We also were advised by our Atty. to sign over the Life Ins. policies to the Funeral Home so the monies are not part of her estate...
I picked up an information packet for myself as well. I think it definitely makes things easier for all, especially if you are able to make plans while they are still in decent physical and mental health.
Mother bought her casket from a member of our church for $1200.00 an she has her plot, vault and prepaid the stone and date to be put on it. It is next to my grandfather and a double stone. So, all we need to do not is compare prices of funeral homes for preparing the body and any service we may need. We will not use the family cars which is wasted money and many people have quit doing this.

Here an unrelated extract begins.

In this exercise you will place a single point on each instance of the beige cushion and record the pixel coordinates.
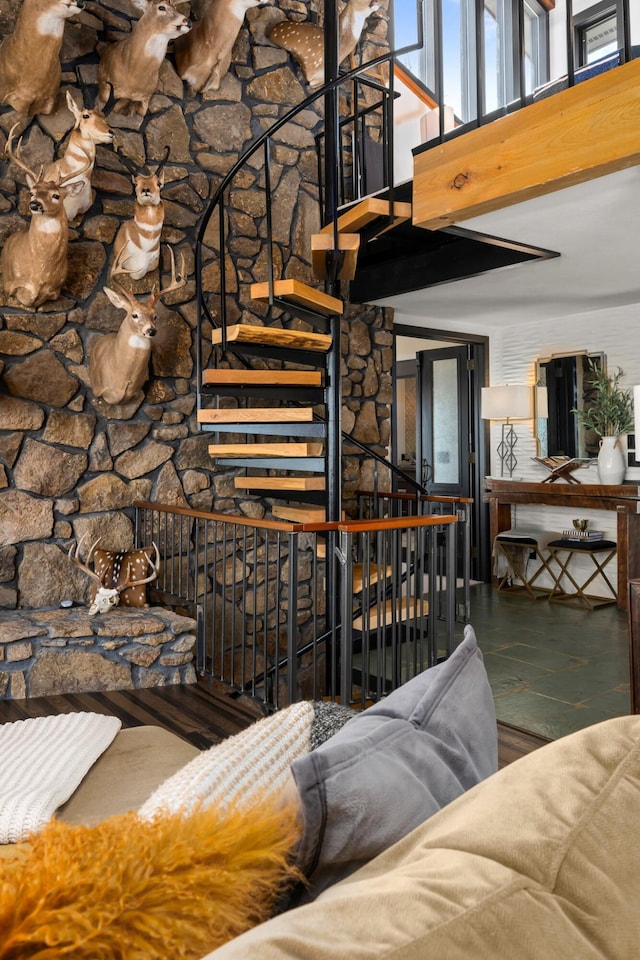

There is a lot of positive to pre-paying and my husband and I are shopping now to do ours. I don't want our children to have all the emotional stress to go through. My oldest son and his wife have donated their bodies to the Medical Center in Charleston, SC and I am not for it but will honor their wishes. Just hope I am not around to deal with it. But another good reason each of us should make our plans early. The time of death is the worst time to have to be stressed with all those details. And with the cost getting so high, our insurance may not be enough when the time comes to bury us. I just don't want any wasted money on my funeral. We will not be there, it is just the body. The spirit is gone and we will have enough grief to deal with without funeral plans at the time of our loved ones demise.
Now, if we can get mother to get a will made out. And soon we need power of attorney since her dementia is getting so bad. She cannot remember what month or day it is. She gets nervous and upset easily an needs to be in a nursing home. She did admit that to me today but she will change her mind when it comes to taking action. She lives in an apartment with Assisted Living Facility on the premises. She has her meals, transportation and housekeeping once a week and this is good but don't think she will last their through the year. I need to check the details on the Assisted Living to see is she need that or a nursing home? I am not too familiar with the difference? She will have to have a semi-private room and she does not want this but we cannot afford a private since this is a private facility and not government subsidized. But, is so much nicer than the others. We can help her with her needs up to the semi-private but the cost of the private rooms are $3,000 and we cannot afford that. Her income is very limited and I will be the one to have to help her financially. I don't mind but just cannot afford the private room and would prefer her in this private facility if possible. Nursing homes that take social security are not as nice as the private ones and the good ones have a long waiting list. She has not assets so that will not matter but I just want her in a nice place where I know she will get good care.
This was a great subject on prepaid funerals and glad you brought it up. Sorry, if I got off subject a bit. lol
Warm wishes and God Bless,
Sunny
My mum has had a few scares in recent years BUT still refuses to discuss ANYTHING ive asked her to write it down but no she dosnt want to know.
Lucky I know that she would like to buried either with her own parents or in her hometown village but I must admit my family do not want to discuss this either if my mum died tom we would have no money to bury her and ive brought this up with them on many occassions but they dont want to think about it!
I pray she will see how important it is for her to make her plans now while she can. And my heart is with you. If is hard enough being a caregiver but when our parents will not help with decisions such as their funeral, I cannot imagine the stress this puts you under. And it sounds like your entire family is in denial of reality and it will be much more expensive and difficult ifi you don't make plans now. You would think they would not want that burden when the times comes?
My love and prayers are with you that maybe you can help your mother see what must be done while she is still able. And may God give you the peace to accept what you cannot change.
Warm wishes,
Sunny
Amazingly helpful, my husband and I will be talking to the director soon reguarding our plans.
Mom has one and has updated it about 10 years ago. I suspect I will have to pay to take her body 100 miles away to the Cemetary where Dad is. She couldn't
Remember if that was included.
I lost my father when I was only 23 and had to do it all since my brother were under age at the time and it was a nightmare. I am so glad my mother even picked out her own casket and we have nothing to do but a small service. What a relief it will be when the time comes.
Sunny
Whatever you do make sure the funeral AND burial is a NCV - No Cash Value policy so that it does not become an asset for Medicaid.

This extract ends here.